Heat maps were generated with the concentrations of potential candidate metabolites with univariate analysis. Similar metabolites were arranged together for use in pathway analysis through intuitive pattern discovery. The heat map displays an increase in each metabolite in relative concentration as a red color and a decrease in a metabolite as a blue color. The metabolites are listed at the left side of each row, and the subjects are shown at the bottom of each column.

Fig 6

(A) Receiver operator characteristic (ROC) analysis for serum metabolites, cardiac peptides, and combined serum metabolites and NT-proBNP. Logistic regression (LR) was performed to find the most parsimonious model to discriminate HFrEF patients from control subjects using the minimum number of metabolites and/or cardiac peptides. Creatinine, carnitine, acetoacetate, lysophosphatidylcholine acyl C18:2, 2-hydroxybutyrate, and lysophosphatidylcholine acyl C20:4 were used in the metabolites-only panel. While acetoacetate was used for the combined metabolites and NT-proBNP panel. (B) Quantification of acetoacetate which was used to derive the LR equation of the combined metabolites and NT-proBNP model. Data are presented as means ± SD. * p < 0.1 compared to the control group.
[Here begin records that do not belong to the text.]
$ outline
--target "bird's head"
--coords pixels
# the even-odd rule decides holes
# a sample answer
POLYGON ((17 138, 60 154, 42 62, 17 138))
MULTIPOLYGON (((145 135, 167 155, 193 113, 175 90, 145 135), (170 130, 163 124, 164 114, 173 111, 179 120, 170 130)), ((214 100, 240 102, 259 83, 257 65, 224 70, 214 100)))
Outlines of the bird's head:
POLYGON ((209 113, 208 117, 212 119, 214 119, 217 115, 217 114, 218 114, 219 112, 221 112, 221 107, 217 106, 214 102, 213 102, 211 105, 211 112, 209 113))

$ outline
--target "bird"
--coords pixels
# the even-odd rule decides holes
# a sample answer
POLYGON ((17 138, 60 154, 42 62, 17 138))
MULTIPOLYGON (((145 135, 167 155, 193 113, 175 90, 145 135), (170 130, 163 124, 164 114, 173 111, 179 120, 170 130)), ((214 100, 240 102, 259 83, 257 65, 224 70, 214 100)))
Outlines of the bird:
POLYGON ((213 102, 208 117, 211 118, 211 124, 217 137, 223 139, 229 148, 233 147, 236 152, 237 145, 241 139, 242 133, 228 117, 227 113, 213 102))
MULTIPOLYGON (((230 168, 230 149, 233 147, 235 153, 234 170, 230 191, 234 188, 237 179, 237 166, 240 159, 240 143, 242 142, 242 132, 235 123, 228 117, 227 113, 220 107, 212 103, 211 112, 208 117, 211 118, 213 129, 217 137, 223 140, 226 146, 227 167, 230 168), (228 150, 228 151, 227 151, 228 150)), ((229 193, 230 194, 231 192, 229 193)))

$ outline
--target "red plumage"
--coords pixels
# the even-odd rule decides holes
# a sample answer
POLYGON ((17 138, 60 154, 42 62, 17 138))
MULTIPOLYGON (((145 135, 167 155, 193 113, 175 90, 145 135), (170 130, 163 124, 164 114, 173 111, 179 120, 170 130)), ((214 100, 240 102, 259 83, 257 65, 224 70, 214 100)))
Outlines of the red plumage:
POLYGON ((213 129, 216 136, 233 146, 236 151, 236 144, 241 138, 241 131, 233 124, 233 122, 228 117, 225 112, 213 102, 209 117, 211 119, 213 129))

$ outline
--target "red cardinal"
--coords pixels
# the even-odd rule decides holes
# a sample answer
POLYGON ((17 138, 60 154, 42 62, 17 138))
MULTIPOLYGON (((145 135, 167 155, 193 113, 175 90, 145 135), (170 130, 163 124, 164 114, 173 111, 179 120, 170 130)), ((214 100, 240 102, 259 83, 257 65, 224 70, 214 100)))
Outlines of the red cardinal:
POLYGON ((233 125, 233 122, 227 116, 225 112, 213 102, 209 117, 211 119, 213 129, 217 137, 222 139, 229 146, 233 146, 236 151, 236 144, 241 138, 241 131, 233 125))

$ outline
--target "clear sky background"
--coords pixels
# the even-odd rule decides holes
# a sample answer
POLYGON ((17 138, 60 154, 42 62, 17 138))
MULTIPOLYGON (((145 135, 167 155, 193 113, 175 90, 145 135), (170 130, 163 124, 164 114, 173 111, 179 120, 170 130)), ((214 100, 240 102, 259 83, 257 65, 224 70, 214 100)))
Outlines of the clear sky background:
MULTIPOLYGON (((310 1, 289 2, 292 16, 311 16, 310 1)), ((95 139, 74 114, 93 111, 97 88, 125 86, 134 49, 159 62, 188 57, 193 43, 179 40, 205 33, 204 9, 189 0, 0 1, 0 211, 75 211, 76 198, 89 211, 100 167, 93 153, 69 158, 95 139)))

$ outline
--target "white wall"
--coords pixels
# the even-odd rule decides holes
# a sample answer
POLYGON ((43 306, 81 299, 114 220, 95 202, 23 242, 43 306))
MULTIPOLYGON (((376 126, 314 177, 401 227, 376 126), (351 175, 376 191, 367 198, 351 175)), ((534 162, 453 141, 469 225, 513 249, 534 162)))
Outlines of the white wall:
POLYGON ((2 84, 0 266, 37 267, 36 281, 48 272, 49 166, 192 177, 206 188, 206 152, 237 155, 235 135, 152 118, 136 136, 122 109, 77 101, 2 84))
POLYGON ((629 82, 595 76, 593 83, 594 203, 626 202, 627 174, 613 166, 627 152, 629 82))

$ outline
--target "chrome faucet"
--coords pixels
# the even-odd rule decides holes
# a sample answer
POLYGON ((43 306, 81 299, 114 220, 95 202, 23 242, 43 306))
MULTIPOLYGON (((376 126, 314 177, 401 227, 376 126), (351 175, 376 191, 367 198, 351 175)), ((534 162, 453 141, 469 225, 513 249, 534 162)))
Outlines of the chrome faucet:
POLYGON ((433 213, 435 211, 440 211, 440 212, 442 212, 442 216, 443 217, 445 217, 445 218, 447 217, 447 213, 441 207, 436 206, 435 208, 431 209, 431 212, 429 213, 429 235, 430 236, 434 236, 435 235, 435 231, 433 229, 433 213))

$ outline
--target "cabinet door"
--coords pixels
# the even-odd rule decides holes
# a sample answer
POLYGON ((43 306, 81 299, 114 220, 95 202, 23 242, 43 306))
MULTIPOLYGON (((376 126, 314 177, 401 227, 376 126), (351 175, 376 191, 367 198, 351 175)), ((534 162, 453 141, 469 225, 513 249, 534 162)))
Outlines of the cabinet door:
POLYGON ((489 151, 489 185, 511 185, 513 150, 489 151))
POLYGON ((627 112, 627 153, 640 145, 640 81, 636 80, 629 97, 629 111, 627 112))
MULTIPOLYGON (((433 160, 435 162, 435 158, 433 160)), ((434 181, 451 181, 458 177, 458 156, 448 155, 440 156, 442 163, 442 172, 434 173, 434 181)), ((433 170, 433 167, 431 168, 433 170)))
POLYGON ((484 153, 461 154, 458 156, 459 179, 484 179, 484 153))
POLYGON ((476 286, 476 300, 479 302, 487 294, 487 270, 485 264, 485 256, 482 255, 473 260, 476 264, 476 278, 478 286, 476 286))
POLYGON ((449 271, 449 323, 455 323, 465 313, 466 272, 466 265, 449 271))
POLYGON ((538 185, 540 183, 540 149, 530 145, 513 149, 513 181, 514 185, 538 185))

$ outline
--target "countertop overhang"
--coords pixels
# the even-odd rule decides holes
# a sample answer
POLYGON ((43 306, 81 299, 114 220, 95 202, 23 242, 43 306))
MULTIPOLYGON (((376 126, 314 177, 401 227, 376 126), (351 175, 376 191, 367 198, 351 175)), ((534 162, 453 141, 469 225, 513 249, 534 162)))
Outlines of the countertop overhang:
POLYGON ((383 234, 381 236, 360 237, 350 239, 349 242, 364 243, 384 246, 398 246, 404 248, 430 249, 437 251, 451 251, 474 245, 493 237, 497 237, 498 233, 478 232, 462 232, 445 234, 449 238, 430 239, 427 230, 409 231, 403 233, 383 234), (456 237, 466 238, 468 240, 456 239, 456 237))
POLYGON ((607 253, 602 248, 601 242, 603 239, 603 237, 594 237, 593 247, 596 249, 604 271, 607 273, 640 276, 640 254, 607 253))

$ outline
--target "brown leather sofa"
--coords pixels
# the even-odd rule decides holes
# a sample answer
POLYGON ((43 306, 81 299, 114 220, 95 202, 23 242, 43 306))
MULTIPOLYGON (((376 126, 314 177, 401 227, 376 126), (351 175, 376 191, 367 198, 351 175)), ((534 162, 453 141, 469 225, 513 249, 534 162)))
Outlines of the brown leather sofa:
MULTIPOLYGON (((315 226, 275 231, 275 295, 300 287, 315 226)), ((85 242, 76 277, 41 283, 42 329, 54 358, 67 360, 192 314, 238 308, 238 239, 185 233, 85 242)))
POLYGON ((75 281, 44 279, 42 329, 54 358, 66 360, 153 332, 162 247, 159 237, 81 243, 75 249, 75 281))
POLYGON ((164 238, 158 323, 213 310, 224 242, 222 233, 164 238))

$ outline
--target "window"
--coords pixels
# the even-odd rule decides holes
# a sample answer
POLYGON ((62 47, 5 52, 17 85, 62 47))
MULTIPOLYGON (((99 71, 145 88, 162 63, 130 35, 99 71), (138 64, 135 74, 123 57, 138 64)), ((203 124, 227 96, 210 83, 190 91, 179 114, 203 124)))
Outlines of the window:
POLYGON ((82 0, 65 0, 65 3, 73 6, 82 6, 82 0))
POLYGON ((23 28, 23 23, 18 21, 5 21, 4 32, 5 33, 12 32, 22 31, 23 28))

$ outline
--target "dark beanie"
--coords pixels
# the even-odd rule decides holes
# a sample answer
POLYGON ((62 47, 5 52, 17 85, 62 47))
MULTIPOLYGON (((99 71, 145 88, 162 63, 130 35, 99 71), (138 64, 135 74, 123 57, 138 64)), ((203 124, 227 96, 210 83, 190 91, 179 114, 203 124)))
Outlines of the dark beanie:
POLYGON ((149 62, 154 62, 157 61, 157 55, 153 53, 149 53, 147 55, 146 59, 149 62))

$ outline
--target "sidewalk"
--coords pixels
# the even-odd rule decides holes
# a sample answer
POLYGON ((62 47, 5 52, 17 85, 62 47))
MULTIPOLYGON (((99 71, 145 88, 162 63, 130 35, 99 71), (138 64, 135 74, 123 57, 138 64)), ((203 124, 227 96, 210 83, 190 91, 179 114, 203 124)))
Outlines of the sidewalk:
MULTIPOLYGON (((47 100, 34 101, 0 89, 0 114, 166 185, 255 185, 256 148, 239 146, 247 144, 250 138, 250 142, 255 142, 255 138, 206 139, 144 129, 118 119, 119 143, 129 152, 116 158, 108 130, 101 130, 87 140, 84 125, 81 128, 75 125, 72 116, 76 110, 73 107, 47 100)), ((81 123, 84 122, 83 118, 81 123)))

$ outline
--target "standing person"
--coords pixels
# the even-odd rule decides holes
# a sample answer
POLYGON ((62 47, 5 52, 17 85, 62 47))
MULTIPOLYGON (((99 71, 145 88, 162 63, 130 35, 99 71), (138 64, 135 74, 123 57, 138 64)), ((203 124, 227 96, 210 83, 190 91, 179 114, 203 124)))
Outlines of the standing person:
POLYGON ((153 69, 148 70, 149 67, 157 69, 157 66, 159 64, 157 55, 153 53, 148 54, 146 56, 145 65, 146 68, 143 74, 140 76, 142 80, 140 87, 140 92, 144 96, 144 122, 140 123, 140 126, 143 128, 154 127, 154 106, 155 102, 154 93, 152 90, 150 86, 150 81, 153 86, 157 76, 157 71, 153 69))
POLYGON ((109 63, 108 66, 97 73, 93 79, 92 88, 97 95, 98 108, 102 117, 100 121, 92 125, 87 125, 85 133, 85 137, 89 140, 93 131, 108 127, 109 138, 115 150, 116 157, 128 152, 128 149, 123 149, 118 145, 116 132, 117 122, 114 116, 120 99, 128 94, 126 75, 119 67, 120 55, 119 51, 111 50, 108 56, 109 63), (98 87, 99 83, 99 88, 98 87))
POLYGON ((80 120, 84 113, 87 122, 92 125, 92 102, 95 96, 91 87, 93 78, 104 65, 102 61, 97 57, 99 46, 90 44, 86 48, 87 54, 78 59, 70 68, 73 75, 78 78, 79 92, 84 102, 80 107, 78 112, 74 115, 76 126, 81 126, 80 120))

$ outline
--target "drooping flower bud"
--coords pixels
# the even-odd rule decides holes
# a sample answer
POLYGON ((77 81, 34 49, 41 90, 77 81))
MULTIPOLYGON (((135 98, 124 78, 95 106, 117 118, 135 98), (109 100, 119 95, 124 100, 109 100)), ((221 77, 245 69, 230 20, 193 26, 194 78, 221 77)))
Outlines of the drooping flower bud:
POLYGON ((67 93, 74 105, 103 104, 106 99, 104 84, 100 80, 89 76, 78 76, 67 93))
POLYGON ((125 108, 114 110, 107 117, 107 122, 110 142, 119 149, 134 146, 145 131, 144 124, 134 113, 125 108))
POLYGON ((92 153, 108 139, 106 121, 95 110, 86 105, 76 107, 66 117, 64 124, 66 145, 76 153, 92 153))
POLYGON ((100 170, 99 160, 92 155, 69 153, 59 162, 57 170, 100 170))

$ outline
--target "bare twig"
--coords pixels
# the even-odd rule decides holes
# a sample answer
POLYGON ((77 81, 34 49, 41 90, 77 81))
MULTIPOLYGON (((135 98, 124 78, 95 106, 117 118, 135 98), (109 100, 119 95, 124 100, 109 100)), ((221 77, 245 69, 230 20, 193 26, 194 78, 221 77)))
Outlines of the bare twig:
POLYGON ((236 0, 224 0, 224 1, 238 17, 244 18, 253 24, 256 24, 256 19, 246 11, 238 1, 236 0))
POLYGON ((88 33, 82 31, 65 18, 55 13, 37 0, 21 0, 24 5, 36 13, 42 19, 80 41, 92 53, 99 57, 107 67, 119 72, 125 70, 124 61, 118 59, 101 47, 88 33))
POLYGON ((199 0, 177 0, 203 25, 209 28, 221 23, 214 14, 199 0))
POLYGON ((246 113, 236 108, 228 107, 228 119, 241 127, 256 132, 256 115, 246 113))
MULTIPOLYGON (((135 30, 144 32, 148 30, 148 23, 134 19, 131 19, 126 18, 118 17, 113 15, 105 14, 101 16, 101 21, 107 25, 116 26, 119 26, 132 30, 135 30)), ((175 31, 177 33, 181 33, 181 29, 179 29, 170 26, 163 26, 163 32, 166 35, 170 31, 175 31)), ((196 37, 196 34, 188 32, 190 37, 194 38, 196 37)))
Fig 7. Heat map of metabolomic differences between HFpEF and HFrEF.

Heat maps were generated with the concentrations of potential candidate metabolites with univariate analysis. Similar metabolites were arranged together for use in pathway analysis through intuitive pattern discovery. The heat map displays an increase in each metabolite in relative concentration as a red color and a decrease in a metabolite as a blue color. The metabolites are listed at the left side of each row, and the subjects are shown at the bottom of each column.

Fig 8

(A) Receiver operator characteristic (ROC) analysis for serum metabolites, cardiac peptides, and combined serum metabolites and BNP. Logistic regression (LR) was performed to find the most parsimonious model to discriminate HFpEF from HFrEF patients using the minimum number of metabolites and/or cardiac peptides. 2-hydroxybutyrate, octadecenoylcarnitine (C18:1), hydroxyprionylcarnitine (C3-OH), and sphingomyelin C24:1 were used in the metabolites-only panel. While acetate, 2-hydroxybutyrate, pimelyl carnitine, and phosphatidyl choline diacyl C40:4 were used for the combined metabolites and NT-proBNP panel. (B–E) Quantification of the metabolites used to derive the LR equation of the combined metabolites and NT-proBNP model. Data are presented as means ± SD. The dashed line represents the metabolite concentration in control subjects. * p < 0.05 compared to the HFpEF group.